Fix panic when process RunScorePlugins for cap out of range #121632

kerthcet · 2023-10-31T08:11:00Z

What type of PR is this?

/kind bug
/sig scheduling
/kind regression

What this PR does / why we need it:

The root cause is we can randomly customize the preScore & Score plugins in the KubeSchedulerConfiguration so there maybe 0 score plugins but x prescore plugins, then as long as one prescore plugins returns skip, we'll panic as the cap is negative, reporting panic: runtime error: makeslice: cap out of range

numPlugins := len(f.scorePlugins) - state.SkipScorePlugins.Len()

The precise number of numPlugins should be plugin in f.scorePlugins also in SkipScorePlugins, then we will have to traverse these two slices for comparison, considering the plugin number will not large, so I pick the len(f.scorePlugins) instead.

This bug was introduced in #115652, so it's a regression.

Which issue(s) this PR fixes:

Fixes #121630

Special notes for your reviewer:

Does this PR introduce a user-facing change?
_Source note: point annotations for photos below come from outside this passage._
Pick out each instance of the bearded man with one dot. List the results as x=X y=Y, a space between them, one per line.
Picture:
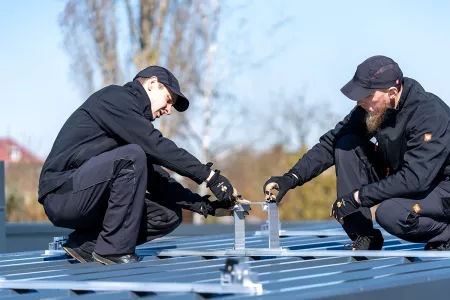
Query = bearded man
x=392 y=149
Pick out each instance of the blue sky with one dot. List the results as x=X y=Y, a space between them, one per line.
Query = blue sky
x=323 y=43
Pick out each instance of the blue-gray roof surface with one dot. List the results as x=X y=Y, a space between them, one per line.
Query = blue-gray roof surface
x=296 y=277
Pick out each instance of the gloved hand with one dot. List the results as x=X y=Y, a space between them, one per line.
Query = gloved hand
x=282 y=184
x=220 y=208
x=343 y=207
x=221 y=187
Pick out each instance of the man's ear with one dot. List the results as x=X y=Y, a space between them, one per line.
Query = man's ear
x=152 y=82
x=392 y=92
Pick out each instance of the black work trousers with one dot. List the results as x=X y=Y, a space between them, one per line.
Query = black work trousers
x=106 y=203
x=422 y=218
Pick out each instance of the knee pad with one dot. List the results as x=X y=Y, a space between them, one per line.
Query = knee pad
x=396 y=219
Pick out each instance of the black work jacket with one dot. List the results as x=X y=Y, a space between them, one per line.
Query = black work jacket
x=112 y=117
x=413 y=144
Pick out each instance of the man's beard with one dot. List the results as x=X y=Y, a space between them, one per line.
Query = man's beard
x=374 y=121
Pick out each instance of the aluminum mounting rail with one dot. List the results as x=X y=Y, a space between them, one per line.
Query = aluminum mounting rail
x=199 y=288
x=305 y=253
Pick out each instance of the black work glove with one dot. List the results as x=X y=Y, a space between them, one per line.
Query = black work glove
x=221 y=187
x=344 y=206
x=282 y=184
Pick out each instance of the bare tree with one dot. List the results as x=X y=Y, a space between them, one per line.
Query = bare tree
x=103 y=45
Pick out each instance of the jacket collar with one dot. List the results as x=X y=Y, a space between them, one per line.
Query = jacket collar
x=138 y=91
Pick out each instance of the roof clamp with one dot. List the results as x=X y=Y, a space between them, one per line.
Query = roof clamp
x=239 y=274
x=273 y=224
x=55 y=248
x=239 y=210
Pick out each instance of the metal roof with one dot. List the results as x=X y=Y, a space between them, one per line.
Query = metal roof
x=315 y=267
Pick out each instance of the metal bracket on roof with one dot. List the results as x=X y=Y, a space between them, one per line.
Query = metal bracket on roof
x=55 y=248
x=273 y=224
x=239 y=211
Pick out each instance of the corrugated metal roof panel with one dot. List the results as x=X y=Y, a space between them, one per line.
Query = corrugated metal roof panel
x=306 y=276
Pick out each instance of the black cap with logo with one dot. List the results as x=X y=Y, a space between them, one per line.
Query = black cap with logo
x=376 y=72
x=168 y=79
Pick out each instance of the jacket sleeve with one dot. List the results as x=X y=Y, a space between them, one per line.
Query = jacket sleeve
x=321 y=156
x=124 y=120
x=162 y=186
x=428 y=140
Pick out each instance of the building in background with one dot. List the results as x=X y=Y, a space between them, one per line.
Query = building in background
x=11 y=152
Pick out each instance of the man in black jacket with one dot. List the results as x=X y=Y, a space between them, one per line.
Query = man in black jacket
x=104 y=176
x=406 y=170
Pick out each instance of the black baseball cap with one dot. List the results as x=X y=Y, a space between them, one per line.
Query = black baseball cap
x=168 y=79
x=376 y=72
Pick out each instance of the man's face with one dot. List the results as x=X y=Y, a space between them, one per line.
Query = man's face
x=376 y=105
x=161 y=98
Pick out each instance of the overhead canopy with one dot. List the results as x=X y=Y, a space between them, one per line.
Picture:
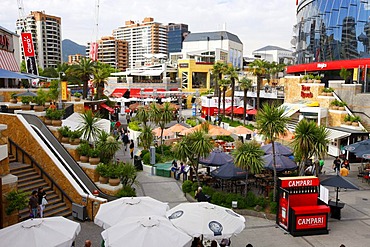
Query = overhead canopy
x=337 y=134
x=12 y=75
x=111 y=110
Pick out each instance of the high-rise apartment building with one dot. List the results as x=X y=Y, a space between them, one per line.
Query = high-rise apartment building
x=147 y=41
x=112 y=51
x=176 y=35
x=46 y=35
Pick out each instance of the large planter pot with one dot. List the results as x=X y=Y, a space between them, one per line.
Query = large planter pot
x=65 y=139
x=38 y=108
x=56 y=122
x=74 y=141
x=103 y=180
x=47 y=121
x=84 y=159
x=94 y=161
x=25 y=107
x=114 y=181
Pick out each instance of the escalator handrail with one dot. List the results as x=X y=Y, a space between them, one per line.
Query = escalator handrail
x=67 y=159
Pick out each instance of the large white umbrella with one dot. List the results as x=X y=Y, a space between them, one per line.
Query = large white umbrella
x=154 y=231
x=209 y=220
x=52 y=231
x=111 y=213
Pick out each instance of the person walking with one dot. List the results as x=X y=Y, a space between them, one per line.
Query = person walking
x=33 y=204
x=132 y=146
x=42 y=206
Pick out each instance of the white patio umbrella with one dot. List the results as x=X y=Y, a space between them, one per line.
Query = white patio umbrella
x=209 y=220
x=153 y=231
x=52 y=231
x=111 y=213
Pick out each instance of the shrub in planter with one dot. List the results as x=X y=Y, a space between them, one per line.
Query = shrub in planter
x=83 y=150
x=187 y=186
x=16 y=200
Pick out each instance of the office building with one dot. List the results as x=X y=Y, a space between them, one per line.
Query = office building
x=112 y=51
x=147 y=41
x=176 y=35
x=47 y=37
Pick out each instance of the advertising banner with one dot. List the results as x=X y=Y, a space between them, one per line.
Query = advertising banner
x=27 y=45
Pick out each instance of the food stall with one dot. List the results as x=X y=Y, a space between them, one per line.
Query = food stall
x=298 y=210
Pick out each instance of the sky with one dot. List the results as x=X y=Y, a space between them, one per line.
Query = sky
x=257 y=23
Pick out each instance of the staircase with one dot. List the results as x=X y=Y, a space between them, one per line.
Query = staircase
x=28 y=180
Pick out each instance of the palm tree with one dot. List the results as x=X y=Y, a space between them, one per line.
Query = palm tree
x=90 y=127
x=232 y=75
x=245 y=84
x=218 y=69
x=83 y=70
x=271 y=122
x=310 y=140
x=142 y=115
x=193 y=147
x=224 y=84
x=101 y=73
x=259 y=69
x=248 y=156
x=146 y=137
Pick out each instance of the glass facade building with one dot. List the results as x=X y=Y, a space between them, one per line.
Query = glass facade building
x=331 y=30
x=176 y=35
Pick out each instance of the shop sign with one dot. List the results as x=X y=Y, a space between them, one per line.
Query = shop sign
x=183 y=65
x=300 y=182
x=310 y=221
x=4 y=41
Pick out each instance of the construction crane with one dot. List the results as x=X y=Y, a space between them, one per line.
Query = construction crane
x=27 y=42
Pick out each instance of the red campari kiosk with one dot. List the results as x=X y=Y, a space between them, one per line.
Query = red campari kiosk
x=298 y=210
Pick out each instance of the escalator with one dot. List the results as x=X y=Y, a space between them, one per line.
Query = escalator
x=64 y=157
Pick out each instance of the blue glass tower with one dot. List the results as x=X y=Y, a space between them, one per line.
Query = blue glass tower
x=332 y=30
x=176 y=35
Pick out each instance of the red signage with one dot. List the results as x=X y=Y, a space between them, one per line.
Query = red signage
x=310 y=222
x=27 y=44
x=300 y=182
x=329 y=65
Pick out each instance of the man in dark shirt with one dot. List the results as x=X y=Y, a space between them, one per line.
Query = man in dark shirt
x=200 y=196
x=33 y=204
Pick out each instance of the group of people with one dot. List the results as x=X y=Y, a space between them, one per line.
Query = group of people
x=37 y=203
x=341 y=167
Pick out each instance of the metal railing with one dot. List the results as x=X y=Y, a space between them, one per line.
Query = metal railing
x=64 y=157
x=21 y=155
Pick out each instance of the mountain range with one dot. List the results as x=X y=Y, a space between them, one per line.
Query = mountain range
x=70 y=47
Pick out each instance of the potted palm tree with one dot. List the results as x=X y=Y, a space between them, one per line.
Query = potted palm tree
x=13 y=98
x=64 y=132
x=94 y=158
x=103 y=171
x=26 y=103
x=83 y=150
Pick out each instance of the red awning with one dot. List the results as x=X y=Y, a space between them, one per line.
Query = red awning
x=107 y=108
x=119 y=92
x=8 y=62
x=252 y=112
x=135 y=92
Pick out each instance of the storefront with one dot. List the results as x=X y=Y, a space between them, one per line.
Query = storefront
x=299 y=212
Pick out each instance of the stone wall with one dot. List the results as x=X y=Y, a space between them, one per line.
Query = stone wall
x=20 y=135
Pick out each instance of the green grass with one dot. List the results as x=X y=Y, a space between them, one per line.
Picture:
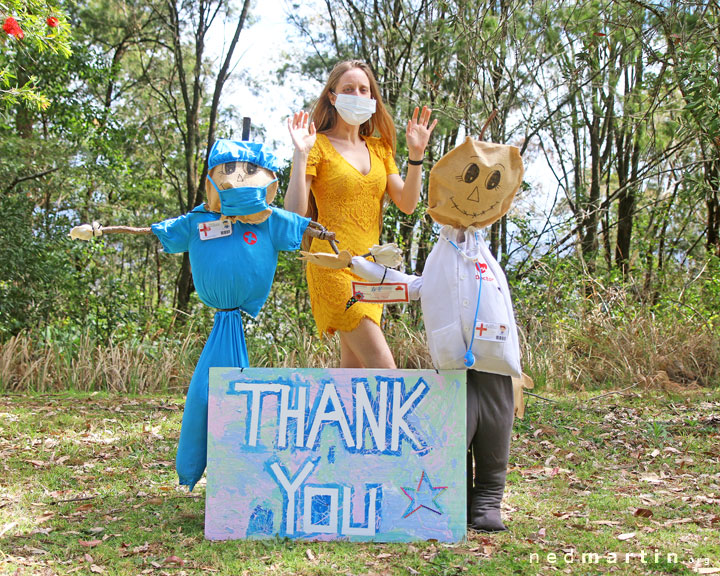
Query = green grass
x=88 y=487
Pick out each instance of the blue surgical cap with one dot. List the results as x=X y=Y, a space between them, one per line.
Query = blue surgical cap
x=224 y=151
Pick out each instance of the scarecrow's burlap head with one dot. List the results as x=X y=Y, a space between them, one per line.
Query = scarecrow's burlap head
x=241 y=165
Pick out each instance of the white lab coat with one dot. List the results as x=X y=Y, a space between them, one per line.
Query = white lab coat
x=448 y=291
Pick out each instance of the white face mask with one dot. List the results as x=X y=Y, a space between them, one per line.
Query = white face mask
x=354 y=109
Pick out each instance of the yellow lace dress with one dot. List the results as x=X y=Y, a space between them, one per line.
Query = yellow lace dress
x=350 y=204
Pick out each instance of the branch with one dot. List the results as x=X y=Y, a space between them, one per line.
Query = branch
x=31 y=177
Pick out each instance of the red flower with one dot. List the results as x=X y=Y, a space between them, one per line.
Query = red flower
x=12 y=28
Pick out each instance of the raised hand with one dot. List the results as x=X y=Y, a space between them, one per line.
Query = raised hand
x=418 y=132
x=302 y=134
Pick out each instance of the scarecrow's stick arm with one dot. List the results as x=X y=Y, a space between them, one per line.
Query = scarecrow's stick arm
x=89 y=231
x=317 y=230
x=125 y=230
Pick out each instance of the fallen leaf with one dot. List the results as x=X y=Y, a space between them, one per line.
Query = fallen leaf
x=9 y=526
x=89 y=543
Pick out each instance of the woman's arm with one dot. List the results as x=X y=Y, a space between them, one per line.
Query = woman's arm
x=406 y=194
x=303 y=137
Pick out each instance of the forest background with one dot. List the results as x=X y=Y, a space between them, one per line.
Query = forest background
x=613 y=255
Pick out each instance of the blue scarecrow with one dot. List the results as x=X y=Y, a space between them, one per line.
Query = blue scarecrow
x=233 y=242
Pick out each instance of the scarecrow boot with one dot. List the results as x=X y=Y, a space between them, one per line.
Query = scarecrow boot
x=490 y=412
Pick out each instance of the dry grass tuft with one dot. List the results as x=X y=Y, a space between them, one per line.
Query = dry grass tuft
x=132 y=368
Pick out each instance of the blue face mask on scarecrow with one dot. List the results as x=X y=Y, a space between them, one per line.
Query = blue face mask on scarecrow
x=241 y=181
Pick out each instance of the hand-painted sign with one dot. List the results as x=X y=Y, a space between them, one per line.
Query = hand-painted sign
x=336 y=454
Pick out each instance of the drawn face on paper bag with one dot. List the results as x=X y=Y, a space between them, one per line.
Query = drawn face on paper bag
x=474 y=184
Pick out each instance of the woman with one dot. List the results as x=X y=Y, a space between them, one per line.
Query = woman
x=342 y=171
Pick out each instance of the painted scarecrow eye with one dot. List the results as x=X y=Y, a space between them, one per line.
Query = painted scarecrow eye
x=493 y=179
x=471 y=172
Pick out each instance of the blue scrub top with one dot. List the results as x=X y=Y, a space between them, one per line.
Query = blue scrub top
x=234 y=271
x=229 y=272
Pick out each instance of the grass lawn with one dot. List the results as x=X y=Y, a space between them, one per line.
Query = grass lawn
x=625 y=483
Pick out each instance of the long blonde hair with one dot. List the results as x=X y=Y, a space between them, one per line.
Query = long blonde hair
x=324 y=115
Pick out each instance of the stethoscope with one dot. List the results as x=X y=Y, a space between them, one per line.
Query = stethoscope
x=469 y=357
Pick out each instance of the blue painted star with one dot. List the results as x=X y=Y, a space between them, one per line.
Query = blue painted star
x=424 y=496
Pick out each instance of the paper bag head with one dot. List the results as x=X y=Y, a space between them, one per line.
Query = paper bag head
x=474 y=184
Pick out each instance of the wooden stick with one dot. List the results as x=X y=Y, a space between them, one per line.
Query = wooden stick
x=124 y=230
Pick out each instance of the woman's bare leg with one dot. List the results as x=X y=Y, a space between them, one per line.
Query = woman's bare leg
x=365 y=347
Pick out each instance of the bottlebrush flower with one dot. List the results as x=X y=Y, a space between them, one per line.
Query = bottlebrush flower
x=12 y=28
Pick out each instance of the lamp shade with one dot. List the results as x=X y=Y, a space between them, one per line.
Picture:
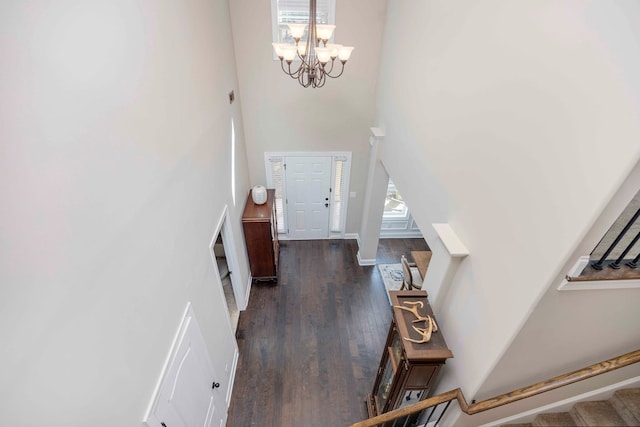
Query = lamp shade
x=259 y=195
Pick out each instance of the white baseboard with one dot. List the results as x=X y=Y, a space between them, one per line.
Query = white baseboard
x=365 y=261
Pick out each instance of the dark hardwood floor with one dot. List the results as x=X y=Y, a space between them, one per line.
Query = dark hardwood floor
x=310 y=345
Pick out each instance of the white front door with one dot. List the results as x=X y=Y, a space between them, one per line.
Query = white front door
x=308 y=183
x=190 y=395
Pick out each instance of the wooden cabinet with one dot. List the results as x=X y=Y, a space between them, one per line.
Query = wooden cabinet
x=261 y=237
x=408 y=370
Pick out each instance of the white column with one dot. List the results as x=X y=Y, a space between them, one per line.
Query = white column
x=374 y=196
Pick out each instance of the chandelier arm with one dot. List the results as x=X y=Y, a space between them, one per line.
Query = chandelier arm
x=341 y=71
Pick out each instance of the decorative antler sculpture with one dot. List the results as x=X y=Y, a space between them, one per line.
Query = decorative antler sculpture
x=430 y=323
x=413 y=309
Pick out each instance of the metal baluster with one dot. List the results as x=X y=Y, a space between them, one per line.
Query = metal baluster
x=598 y=264
x=433 y=409
x=616 y=264
x=633 y=263
x=443 y=411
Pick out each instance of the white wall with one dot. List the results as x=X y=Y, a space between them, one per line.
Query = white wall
x=115 y=169
x=514 y=122
x=284 y=116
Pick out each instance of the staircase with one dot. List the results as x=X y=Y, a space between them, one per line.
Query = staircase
x=622 y=409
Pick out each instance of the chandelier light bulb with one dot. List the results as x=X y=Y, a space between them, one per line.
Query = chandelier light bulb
x=323 y=54
x=344 y=53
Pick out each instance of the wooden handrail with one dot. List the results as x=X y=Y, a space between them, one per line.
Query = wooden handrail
x=504 y=399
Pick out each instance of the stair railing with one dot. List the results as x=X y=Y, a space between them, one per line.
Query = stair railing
x=503 y=399
x=599 y=264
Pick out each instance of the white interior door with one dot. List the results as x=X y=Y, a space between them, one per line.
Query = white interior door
x=189 y=395
x=308 y=182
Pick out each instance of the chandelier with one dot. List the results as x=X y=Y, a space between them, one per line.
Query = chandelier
x=317 y=57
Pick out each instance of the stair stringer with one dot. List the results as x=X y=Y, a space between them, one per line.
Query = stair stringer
x=565 y=405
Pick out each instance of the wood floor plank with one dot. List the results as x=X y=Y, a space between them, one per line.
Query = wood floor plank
x=310 y=345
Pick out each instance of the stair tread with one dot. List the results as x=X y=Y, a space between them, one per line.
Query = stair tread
x=627 y=403
x=596 y=413
x=560 y=419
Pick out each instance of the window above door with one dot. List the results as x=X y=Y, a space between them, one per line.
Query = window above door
x=285 y=12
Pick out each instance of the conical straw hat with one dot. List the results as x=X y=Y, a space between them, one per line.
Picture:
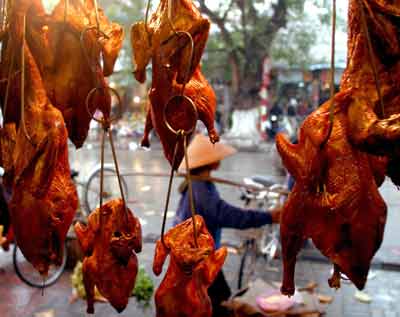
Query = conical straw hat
x=202 y=152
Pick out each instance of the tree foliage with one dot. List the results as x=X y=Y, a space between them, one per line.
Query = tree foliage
x=250 y=30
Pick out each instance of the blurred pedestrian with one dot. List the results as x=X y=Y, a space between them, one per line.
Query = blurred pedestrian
x=204 y=158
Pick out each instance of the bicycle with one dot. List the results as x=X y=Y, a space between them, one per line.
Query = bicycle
x=263 y=242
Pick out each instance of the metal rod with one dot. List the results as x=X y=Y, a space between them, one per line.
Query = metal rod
x=23 y=80
x=103 y=138
x=371 y=56
x=333 y=68
x=97 y=14
x=171 y=178
x=146 y=20
x=190 y=189
x=118 y=174
x=8 y=83
x=205 y=178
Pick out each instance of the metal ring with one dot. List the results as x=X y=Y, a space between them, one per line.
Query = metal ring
x=180 y=131
x=119 y=104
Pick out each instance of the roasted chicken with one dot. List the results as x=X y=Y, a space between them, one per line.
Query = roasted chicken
x=68 y=59
x=44 y=198
x=372 y=127
x=335 y=200
x=191 y=270
x=109 y=241
x=172 y=66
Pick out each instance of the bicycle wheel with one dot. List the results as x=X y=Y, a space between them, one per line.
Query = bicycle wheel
x=91 y=192
x=247 y=265
x=30 y=276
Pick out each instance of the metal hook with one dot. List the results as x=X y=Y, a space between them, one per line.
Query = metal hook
x=105 y=122
x=84 y=48
x=183 y=100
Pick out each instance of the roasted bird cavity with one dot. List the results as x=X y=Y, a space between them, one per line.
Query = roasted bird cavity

Fixed a regression since 1.27.0 in scheduler framework when running score plugins. 
The `skippedScorePlugins` number might be greater than `enabledScorePlugins`, 
so when initializing a slice the cap(len(enabledScorePlugins) - len(skippedScorePlugins)) is negative, 
which is not allowed.

Additional documentation e.g., KEPs (Kubernetes Enhancement Proposals), usage docs, etc.:

Signed-off-by: kerthcet <kerthcet@gmail.com>

k8s-ci-robot · 2023-10-31T08:11:08Z

This issue is currently awaiting triage.

If a SIG or subproject determines this is a relevant issue, they will accept it by applying the triage/accepted label and provide further guidance.

The triage/accepted label can be added by org members by writing /triage accepted in a comment.

Instructions for interacting with me using PR comments are available here. If you have questions or suggestions related to my behavior, please file an issue against the kubernetes/test-infra repository.

k8s-ci-robot · 2023-10-31T08:11:54Z

[APPROVALNOTIFIER] This PR is APPROVED

This pull-request has been approved by: kerthcet

The full list of commands accepted by this bot can be found here.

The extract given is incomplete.